Since the Cohens attended Christ the King parish in Westmere, Mr. Cohen also dealt with criticism from African-Americans for not attending a "black church."

He shrugged off most of the remarks, saying that he wanted his sons to get a good education, and "I kept looking at the bigger picture, rather than just the minority picture."

New focus

Eventually, his activities in Albany lessened, and he focused his efforts on his sons' education by leaving the NAACP and Urban League, and joining parent-teacher organizations and school boards and helping BOCES.

"I claim no great advancement of blacks on my part," he noted. "I did it with [my sons' education] in mind."

In addition, "It took a long time to build the membership [of the NAACP], and they were more interested in the fundraising cocktails than pursuing the law and what it needed to help the people."

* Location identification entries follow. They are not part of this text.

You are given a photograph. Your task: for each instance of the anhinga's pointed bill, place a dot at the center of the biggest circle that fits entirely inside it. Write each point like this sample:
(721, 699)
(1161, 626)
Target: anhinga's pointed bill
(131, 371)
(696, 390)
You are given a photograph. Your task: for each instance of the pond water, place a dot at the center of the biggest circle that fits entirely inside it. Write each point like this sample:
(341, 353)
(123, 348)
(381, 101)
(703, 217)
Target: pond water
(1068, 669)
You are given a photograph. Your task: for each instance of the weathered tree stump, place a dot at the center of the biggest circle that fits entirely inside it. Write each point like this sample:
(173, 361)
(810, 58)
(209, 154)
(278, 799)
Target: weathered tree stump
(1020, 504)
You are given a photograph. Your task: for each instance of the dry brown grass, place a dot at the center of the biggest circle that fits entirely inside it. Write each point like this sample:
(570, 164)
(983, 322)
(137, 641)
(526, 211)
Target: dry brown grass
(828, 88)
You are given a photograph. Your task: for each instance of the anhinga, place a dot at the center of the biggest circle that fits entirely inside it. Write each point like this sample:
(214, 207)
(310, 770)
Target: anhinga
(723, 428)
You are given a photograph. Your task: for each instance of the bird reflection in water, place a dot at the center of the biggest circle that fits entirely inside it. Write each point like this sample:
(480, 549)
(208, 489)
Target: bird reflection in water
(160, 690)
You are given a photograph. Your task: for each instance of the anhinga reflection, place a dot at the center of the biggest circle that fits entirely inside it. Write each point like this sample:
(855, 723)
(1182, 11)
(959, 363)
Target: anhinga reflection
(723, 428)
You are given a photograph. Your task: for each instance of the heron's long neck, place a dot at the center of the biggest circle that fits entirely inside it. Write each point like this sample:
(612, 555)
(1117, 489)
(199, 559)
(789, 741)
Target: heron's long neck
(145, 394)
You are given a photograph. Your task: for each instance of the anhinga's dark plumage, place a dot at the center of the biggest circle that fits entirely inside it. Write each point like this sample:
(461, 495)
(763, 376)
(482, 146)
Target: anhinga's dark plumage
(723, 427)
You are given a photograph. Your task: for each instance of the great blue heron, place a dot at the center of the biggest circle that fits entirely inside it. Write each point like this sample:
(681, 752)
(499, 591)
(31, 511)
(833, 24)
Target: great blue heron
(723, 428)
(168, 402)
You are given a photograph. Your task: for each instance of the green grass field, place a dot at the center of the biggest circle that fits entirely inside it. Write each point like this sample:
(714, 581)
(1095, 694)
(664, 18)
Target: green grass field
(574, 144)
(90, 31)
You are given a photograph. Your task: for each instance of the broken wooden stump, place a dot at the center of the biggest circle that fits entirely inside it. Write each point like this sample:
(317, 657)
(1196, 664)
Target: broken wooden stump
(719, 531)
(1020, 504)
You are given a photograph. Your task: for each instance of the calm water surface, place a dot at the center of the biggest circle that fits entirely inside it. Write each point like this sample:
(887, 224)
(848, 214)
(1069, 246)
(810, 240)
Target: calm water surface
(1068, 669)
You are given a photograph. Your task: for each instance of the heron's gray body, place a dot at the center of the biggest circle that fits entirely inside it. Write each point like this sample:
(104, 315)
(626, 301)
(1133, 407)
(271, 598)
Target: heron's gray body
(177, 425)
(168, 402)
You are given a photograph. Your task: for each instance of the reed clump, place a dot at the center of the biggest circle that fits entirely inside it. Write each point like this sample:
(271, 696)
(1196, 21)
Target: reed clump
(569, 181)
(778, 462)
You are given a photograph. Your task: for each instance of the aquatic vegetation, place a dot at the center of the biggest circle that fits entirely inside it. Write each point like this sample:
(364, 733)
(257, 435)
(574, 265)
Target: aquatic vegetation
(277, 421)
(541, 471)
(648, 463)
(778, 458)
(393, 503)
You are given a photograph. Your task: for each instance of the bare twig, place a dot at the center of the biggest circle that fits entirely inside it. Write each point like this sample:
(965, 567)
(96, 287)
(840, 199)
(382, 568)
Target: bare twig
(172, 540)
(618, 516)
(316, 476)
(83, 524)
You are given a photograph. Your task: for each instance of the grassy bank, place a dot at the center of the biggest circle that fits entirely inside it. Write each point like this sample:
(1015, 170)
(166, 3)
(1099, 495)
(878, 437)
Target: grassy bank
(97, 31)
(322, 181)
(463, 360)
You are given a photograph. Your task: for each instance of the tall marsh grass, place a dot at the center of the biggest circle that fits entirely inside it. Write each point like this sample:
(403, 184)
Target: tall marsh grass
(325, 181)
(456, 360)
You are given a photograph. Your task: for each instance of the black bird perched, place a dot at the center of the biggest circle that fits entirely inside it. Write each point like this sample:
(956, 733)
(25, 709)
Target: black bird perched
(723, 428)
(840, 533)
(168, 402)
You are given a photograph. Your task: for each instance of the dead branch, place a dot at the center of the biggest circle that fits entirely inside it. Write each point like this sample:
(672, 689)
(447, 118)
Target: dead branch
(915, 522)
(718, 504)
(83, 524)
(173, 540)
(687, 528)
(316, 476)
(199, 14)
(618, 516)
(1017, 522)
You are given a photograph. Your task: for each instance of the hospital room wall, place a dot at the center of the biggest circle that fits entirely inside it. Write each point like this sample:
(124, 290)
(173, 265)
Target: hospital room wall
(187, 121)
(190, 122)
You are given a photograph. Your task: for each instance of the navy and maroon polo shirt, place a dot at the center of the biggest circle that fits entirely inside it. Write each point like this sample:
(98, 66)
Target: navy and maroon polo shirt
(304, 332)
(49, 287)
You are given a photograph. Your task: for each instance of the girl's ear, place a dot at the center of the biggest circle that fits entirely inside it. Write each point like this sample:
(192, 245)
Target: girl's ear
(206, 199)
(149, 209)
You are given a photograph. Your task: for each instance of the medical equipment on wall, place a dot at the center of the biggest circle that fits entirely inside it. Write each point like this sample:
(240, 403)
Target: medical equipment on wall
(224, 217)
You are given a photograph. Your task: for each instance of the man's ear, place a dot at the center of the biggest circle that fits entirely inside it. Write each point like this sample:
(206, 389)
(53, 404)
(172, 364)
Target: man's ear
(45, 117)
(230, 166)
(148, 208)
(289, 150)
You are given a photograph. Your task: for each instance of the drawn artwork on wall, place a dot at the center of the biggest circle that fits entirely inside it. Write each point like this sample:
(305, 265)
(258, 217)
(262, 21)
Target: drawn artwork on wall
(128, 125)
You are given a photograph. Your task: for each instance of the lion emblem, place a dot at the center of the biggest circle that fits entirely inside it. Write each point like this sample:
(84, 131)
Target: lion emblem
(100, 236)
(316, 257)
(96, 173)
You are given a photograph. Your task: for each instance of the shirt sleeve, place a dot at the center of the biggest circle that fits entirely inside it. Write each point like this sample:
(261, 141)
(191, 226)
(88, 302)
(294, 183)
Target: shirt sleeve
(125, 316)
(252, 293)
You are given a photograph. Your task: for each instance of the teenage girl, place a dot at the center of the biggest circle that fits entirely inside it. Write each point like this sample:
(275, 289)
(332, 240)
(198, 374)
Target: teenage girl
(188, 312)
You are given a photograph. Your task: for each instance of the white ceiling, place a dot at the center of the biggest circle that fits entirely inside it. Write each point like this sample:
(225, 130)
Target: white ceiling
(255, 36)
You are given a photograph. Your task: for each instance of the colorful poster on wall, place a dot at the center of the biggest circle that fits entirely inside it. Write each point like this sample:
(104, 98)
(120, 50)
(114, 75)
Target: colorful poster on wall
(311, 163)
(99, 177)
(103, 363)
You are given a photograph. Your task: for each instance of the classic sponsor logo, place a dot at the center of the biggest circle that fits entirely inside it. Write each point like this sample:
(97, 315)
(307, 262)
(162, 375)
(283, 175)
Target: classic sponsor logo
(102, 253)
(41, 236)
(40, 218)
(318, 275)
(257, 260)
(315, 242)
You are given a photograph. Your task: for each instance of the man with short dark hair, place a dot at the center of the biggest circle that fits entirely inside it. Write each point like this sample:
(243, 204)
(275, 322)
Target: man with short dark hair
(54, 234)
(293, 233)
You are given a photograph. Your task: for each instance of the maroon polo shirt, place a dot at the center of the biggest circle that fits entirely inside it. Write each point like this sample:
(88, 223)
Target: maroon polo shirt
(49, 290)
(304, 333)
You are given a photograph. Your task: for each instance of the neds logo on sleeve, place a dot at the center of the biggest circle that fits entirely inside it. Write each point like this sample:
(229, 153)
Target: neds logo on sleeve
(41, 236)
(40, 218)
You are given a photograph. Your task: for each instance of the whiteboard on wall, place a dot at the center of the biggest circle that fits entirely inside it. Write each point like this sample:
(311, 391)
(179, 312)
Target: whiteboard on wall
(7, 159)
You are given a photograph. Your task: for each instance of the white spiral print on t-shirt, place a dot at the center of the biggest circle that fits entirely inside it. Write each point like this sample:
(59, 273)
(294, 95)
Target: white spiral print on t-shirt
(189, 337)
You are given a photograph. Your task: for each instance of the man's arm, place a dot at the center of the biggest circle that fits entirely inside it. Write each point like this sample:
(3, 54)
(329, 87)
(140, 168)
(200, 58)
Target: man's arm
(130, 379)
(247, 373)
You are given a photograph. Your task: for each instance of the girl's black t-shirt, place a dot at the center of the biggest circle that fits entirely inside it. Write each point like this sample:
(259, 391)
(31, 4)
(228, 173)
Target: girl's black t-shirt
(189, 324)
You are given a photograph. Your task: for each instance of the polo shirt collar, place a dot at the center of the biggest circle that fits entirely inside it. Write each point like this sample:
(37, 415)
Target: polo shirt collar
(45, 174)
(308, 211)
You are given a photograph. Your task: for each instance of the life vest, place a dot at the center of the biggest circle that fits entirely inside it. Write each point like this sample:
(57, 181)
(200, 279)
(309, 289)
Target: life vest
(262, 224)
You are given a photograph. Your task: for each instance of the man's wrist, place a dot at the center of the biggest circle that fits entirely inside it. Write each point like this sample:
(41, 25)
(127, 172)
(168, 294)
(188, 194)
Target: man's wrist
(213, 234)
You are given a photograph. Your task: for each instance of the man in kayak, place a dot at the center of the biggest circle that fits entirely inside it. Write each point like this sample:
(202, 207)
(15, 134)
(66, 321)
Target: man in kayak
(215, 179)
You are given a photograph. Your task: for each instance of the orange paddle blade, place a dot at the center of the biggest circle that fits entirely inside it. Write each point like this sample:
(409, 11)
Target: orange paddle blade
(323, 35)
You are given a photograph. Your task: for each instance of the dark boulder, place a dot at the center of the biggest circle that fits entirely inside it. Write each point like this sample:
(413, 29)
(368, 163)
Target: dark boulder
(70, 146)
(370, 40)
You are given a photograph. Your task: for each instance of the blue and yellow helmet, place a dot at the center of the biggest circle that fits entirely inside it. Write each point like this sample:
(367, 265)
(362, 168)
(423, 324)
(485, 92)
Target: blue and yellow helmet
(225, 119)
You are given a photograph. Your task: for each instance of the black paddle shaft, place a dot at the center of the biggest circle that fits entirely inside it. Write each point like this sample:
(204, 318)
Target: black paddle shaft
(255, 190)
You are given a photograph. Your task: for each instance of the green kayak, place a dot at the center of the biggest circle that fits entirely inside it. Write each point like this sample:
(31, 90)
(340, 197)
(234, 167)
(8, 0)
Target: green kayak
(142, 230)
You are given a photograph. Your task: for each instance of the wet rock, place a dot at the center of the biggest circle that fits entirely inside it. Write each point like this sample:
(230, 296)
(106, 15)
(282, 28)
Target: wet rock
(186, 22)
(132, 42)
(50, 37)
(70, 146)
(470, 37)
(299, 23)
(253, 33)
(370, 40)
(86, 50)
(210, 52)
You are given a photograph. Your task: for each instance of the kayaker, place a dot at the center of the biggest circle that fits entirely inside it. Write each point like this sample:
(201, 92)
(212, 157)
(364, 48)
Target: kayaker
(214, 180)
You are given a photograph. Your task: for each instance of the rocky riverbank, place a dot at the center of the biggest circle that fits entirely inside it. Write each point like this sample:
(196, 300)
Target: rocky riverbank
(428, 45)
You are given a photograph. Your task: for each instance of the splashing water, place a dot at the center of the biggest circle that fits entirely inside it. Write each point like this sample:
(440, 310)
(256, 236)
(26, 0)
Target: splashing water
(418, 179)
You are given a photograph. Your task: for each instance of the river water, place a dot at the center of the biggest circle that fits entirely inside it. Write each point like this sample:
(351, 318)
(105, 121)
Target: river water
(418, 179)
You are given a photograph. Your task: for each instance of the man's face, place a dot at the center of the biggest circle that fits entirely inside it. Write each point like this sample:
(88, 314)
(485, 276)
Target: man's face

He always found the political side of the civil rights movement frustrating. "I was glad the changes were being made, but changes were being made at a much slower pace than should have been the case," he said. "Some changes were being made because politicians saw it as to their benefit for votes, rather than for the true feeling that minorities had been mistreated."

Current state

The activist believes the changes sought in the 1960s still haven't occurred. He scorned "people like Al Sharpton: He screams and hollers and damns the very people that worked with him.

"I always thought that someday, this attitude toward blacks and minorities would dissipate," he said. "As I sit here and talk to you now, it hasn't. It is in the minds of the people."

Through several decades of volunteer work with dozens of organizations, Mr. Cohen has come to understand the need for Native American rights, as well as equality for other minorities.

"We're finally recognizing that the American Indian has been sorely and badly treated all of these years," he stated. "By and large, there is too much discrimination running afoul."

He noted that "in the South, there has been an easier cure, because what they needed to do was [eliminate] those laws that restricted people. In the North, it's in people's minds and hearts."

Personal tragedy

The horror of his son Joseph's death is an inescapable reminder of this. Mr. Cohen said that Joseph was suspected of having dated a white coworker; he believes one of her family members became so incensed at this that several people were hired to "teach him a lesson."

Mr. Cohen alleges that the lesson went too far, and the group hung Joseph. He told The Evangelist that within an hour of Joseph's death, officials had ruled it a suicide, even though Mr. Cohen protested that his son had just spoken to him and was excited about starting a business, not depressed.

"This is the other aspect of the discriminatory and hate practices that those organizations were supposed to have stopped," he said, his voice shaking.

Mr. Cohen hired a private detective who he said was blocked from finding answers to Joseph's death. He believes officials participated in a cover-up of the crime.

"I'm distrustful of the law, although I am a lawyer," he said. "I'm distrustful of the people we vote to enforce the laws -- the police force, the district attorney, the coroner."

Questions remain

Retired for 12 years from his last position as an administrative law judge for the State Health Department, Mr. Cohen said that "I've done my stint" in promoting civil rights. But 40 years after his work began, he is left with no answers -- only questions about the future of a country where he believes a young black man can still be hanged for dating someone of another race.

"Someday, somebody will confess to it," he said of Joseph's death. "Someday, the answer will come. After that, I'm ready to go."

He pointed to Joseph's picture, frozen in time on the fireplace mantel: "I'm waiting for that answer."